Data manipulation and strategic reporting constitute perhaps the most direct form of gaming. When financial rewards depend on reported numbers, the incentive to misreport is structurally embedded. Independent verification audits in multiple PBF programs have uncovered significant discrepancies between reported and verified service delivery, sometimes exceeding 20 percent inflation. The cost of maintaining verification systems sufficient to contain this problem can be substantial—in some implementations, verification costs consume a meaningful fraction of the total incentive budget, raising questions about cost-effectiveness.
The deepest concern, and the hardest to measure experimentally, is the potential erosion of intrinsic motivation. A substantial body of evidence from behavioral economics suggests that external rewards can crowd out internal motivation—the sense of professional duty, community commitment, and vocational identity that sustains health workers through conditions that no bonus could adequately compensate. If performance pay signals that effort is primarily transactional, it may undermine the very motivational foundations that sustain health systems in resource-poor settings. This crowding-out effect is theoretically well-established but empirically elusive in development health contexts, precisely because it operates on timescales and through channels that standard RCT designs are poorly equipped to detect.

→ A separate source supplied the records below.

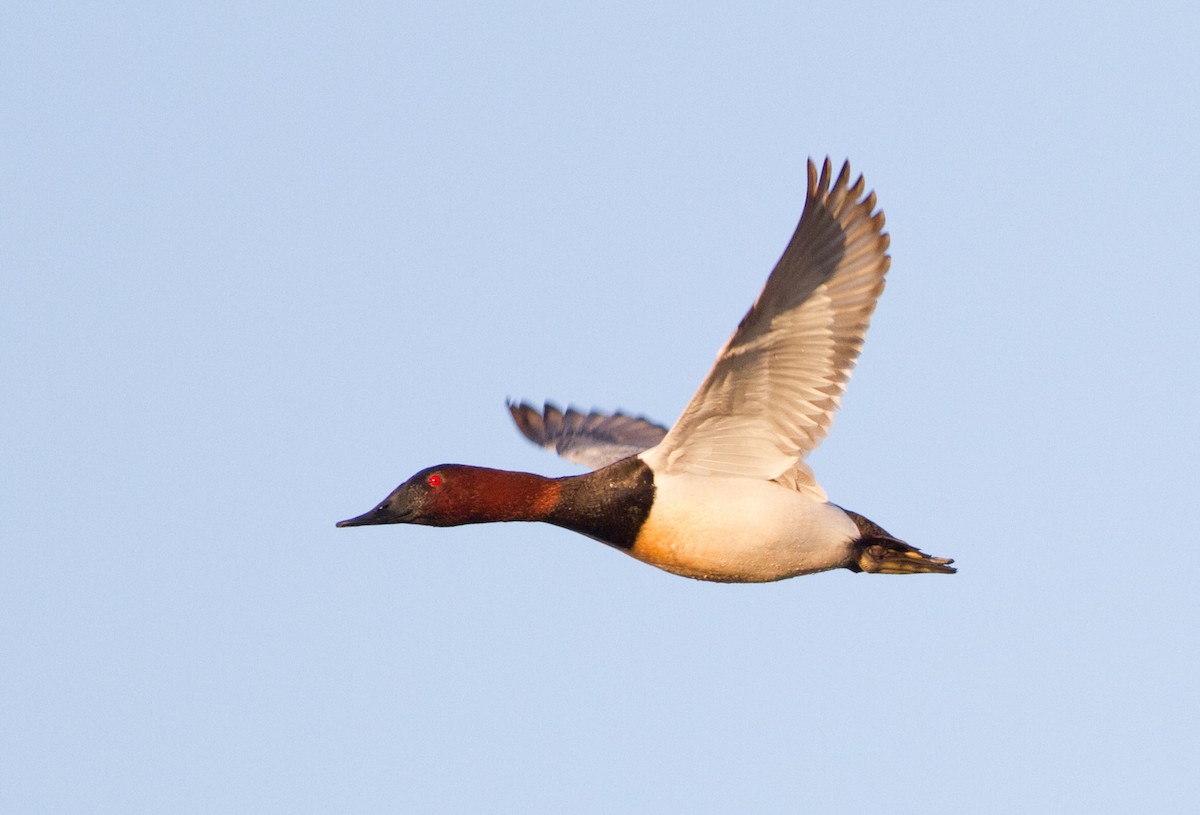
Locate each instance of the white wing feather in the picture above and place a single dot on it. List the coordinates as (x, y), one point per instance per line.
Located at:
(777, 383)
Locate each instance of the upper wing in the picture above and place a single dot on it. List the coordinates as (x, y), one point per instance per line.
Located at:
(772, 394)
(593, 439)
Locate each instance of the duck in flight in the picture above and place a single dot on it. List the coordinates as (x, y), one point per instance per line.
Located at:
(725, 493)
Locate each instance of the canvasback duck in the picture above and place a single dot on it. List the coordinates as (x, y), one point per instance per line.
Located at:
(725, 493)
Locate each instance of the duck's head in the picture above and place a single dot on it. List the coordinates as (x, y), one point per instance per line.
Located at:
(435, 497)
(449, 495)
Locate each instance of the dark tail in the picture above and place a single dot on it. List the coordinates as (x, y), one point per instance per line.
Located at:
(880, 552)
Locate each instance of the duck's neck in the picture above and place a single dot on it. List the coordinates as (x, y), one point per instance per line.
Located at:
(610, 504)
(502, 495)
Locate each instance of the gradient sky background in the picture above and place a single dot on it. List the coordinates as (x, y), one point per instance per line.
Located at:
(263, 262)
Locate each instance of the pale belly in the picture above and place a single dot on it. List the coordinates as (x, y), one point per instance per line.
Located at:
(741, 531)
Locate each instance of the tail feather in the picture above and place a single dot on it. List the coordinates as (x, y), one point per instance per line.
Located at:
(888, 556)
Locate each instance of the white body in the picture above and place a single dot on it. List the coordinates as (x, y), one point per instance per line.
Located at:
(739, 529)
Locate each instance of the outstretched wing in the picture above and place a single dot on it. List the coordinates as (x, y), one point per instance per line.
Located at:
(593, 439)
(777, 383)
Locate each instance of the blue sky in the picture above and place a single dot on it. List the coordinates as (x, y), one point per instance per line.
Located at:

TakeawayThe multitask nature of health work means that any incentive scheme is also an implicit tax on unmeasured activities—and the most important dimensions of care quality may be precisely those that resist measurement and contractualization.
Performance-based financing in development health systems is neither the transformative silver bullet its advocates once promised nor the distortionary menace its critics fear. It is a complex institutional intervention whose effects depend profoundly on design specifics, implementation context, and the counterfactual it is compared against.
The honest synthesis of experimental evidence points toward a more modest and more useful conclusion: incentive schemes can shift measurable service delivery at the margin, but they are not substitutes for functioning supply chains, adequate baseline financing, or competent health workforce management. The decomposition findings—showing that unconditional resources explain much of the observed effect—should fundamentally reframe the policy conversation.
For program designers and evaluators, the frontier is not whether to use incentives but how to design measurement systems that capture what matters without distorting what they cannot capture. That is a harder problem than writing bonus formulas—and a more important one.